Alright, here are some of the highlights from my scribbles:
- Blogging, tweeting and Facebook do not replace the intent and effect of a newsletter. A writer can use this medium to impart information that will help their readers ‘have a better life.’ It should include a feature article, maybe some Q&A, a resource list or some type of resource that fits your persona, e.g. recipes, a calendar of your events, and, of course, all of your contact information. Thank you to Visual Quill for this one.
- John Grisham reads the obituaries and draws character sketches from them. Brilliant! This insight came from Robert Dugoni.
- A quick way to pinpoint agents who are accepting queries and submissions is to make a list of all the agents who are attending various conferences throughout the year. Sarah Callender shared this tip. I also love the name of her blog, Inside-out Underpants.
- Write down the one thing you don’t think you could write about—something secret or shameful, something you believe but are afraid to express—and then look for a place in your manuscript where you could give this feeling to your fictional protagonist. In other words, write personally, from what’s in your heart on that day. This is the wisdom of Donald Maass.
- Breathe, as conveyed by several of the agents during the forum that preceded the Power Pitch sessions.
- Location and atmosphere together create the setting, and atmosphere is the emotional part of the setting. Use details in your writing not for what they are, but for the emotion they evoke, e.g. the snap of a twig in the forest can evoke fear and trepidation. Author and book doctor Jason Black spoke almost these exact words.
- If your book is ‘club appropriate,’ then there are tons of ways to get involved with book clubs—personal appearances, Skype, email Q&A, etc. Start by adding a book club section to your website and contact bookstores (where clubs often register so they get notifications of new releases) to let them know you’re available to participate. This was all part of Janna Cawrse Esary’s presentation; she has participated in more than 50 book club meetings.
- Need a vocal warm-up to loosen your lips before you do a book reading? Try a handful of repetitions of ‘red leather, yellow leather.’ And if you find yourself needing to stop and take a drink of water during your reading, use it as an opportunity to add dramatic flair! Thanks to Craig English for these tips.
- Backstory isn’t a bad thing, but remember, you’re not writing a story about the backstory, you’re writing a story because of what happened in the backstory. What was it that happened offstage that was the igniter to the real story? Things that make you go ‘hmmm’ from Lynn Price.

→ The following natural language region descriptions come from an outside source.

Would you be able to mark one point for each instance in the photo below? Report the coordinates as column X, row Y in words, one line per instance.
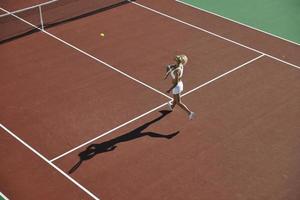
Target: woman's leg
column 174, row 101
column 184, row 107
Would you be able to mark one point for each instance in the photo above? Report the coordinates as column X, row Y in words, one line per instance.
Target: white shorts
column 178, row 89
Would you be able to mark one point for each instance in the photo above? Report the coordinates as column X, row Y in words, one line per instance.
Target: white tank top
column 179, row 69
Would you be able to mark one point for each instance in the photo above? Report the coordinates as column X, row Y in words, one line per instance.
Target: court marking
column 214, row 34
column 89, row 55
column 29, row 8
column 3, row 196
column 152, row 110
column 237, row 22
column 51, row 164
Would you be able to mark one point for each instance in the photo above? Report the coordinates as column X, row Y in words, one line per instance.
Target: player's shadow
column 110, row 145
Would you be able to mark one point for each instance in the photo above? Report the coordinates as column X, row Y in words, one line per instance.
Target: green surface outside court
column 278, row 17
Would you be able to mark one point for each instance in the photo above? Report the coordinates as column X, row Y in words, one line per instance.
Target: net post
column 41, row 17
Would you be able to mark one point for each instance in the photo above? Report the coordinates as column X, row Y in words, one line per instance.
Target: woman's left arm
column 175, row 82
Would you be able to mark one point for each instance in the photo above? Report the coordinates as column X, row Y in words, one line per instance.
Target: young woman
column 176, row 71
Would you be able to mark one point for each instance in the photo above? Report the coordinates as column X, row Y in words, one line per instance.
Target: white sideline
column 150, row 111
column 214, row 34
column 46, row 160
column 89, row 55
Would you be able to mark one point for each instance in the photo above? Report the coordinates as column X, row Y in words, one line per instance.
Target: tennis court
column 84, row 116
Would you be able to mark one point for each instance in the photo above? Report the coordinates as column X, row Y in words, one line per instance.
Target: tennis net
column 49, row 14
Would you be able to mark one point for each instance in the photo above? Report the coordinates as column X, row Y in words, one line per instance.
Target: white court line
column 152, row 110
column 214, row 34
column 256, row 29
column 218, row 77
column 89, row 55
column 3, row 196
column 28, row 8
column 46, row 160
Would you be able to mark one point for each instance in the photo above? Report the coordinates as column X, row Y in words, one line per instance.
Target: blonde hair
column 181, row 59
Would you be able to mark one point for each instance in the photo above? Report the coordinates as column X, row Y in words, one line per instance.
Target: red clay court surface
column 60, row 96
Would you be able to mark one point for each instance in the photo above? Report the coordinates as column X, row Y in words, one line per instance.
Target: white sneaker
column 191, row 116
column 170, row 106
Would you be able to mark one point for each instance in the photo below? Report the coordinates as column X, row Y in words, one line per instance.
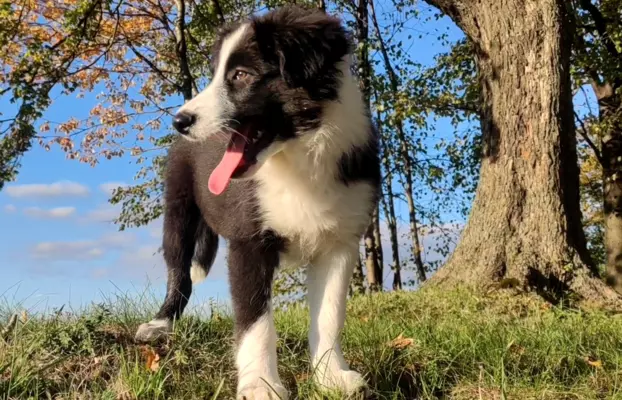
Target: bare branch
column 584, row 133
column 188, row 86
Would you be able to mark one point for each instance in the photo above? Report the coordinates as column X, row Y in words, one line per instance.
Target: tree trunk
column 373, row 245
column 404, row 154
column 357, row 286
column 610, row 114
column 389, row 211
column 525, row 223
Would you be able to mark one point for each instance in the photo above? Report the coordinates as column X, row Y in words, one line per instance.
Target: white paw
column 262, row 390
column 153, row 330
column 347, row 381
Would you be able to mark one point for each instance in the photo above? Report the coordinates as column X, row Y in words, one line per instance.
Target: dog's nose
column 183, row 121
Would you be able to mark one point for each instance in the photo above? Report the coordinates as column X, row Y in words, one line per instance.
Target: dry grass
column 425, row 345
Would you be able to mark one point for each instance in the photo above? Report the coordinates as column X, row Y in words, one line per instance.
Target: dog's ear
column 304, row 44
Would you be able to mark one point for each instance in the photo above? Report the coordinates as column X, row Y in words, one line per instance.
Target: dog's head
column 271, row 77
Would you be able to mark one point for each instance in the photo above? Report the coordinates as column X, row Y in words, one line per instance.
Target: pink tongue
column 220, row 177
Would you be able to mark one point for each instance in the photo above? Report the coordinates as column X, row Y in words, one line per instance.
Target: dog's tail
column 206, row 247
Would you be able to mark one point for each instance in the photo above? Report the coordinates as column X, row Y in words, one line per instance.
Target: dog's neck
column 345, row 125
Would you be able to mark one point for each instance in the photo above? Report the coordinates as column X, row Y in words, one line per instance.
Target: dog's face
column 271, row 77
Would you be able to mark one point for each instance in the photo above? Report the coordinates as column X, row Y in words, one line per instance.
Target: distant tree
column 597, row 62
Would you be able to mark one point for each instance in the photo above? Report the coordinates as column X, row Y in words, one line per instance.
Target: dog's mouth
column 240, row 155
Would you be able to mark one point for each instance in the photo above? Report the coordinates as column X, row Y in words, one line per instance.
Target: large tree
column 525, row 223
column 597, row 62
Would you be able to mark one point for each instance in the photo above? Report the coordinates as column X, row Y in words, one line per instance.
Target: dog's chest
column 312, row 213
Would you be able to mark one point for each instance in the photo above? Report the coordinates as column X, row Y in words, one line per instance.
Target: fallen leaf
column 302, row 377
column 153, row 359
column 400, row 342
column 594, row 362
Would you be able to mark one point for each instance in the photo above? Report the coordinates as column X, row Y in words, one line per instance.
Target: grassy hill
column 424, row 345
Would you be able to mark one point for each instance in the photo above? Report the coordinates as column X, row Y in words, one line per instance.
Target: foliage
column 596, row 65
column 425, row 345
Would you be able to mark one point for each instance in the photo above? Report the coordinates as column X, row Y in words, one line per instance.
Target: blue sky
column 57, row 243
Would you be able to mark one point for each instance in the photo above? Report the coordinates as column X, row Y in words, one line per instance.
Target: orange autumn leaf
column 153, row 359
column 400, row 342
column 594, row 362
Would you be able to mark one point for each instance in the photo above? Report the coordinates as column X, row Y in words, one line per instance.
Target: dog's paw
column 262, row 390
column 348, row 382
column 153, row 330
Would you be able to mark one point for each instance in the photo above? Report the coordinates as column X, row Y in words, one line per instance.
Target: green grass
column 465, row 346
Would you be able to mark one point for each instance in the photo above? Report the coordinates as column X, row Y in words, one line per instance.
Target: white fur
column 302, row 199
column 197, row 273
column 212, row 106
column 327, row 286
column 300, row 195
column 256, row 362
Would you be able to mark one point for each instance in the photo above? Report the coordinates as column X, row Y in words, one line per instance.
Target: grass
column 464, row 346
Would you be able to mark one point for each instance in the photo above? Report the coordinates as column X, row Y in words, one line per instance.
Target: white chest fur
column 300, row 194
column 313, row 213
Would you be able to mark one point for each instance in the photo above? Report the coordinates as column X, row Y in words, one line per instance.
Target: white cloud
column 56, row 189
column 53, row 213
column 81, row 250
column 109, row 187
column 103, row 213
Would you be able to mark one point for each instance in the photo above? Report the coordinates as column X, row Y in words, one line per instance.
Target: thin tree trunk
column 357, row 285
column 388, row 205
column 610, row 110
column 609, row 96
column 525, row 223
column 405, row 156
column 389, row 212
column 187, row 86
column 373, row 260
column 378, row 248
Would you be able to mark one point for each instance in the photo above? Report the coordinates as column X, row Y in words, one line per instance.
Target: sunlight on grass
column 425, row 345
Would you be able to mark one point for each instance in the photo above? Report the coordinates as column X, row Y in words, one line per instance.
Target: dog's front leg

- Christina Katz didn’t just talk about author platform, she talked about platform dynamic—the heart and soul you want to give to the world, and how you put it out there. She made me realize just how boring my current website is; it doesn’t give the slightest hint about my irreverent, self-deprecating, 10-year-old-boy sense of humor (hee hee, did I tell you Sarah Callender’s blog is called Inside-Out Underpants?) And you’d never know that I put quite a bit of thought and intention into how I interact and what I’m trying to achieve with my message in terms of the big picture. All it says is that I live in Seattle. Yawn. I vow to make my platform come ALIVE!
There was some personal success at PNWA, too (I was over the flipping moon, people.) As one of the first 200 people who registered for the conference, I had access to two Power Pitch blocks, and I must say, once I got the first pitch out without totally screwing it up, it was really fun. The agents and editors were great, considering the fact that they get about one half of one second to themselves in between pitches, and I now have a list (that I am very excited about) of people to whom I will be sending my materials when the package is ready.
Finally, I made some swell new writer friends. We shared our pitching excitement, ate cheesecake together (actually, I ate quite a lot of one of my new friend’s uneaten cheesecake) and just reveled in the camaraderie in general, and it was one of the best things about the conference. That’s one thing about being a writer: we’re a tribe, and spending four days elbow to elbow with other writers is a lot like coming home.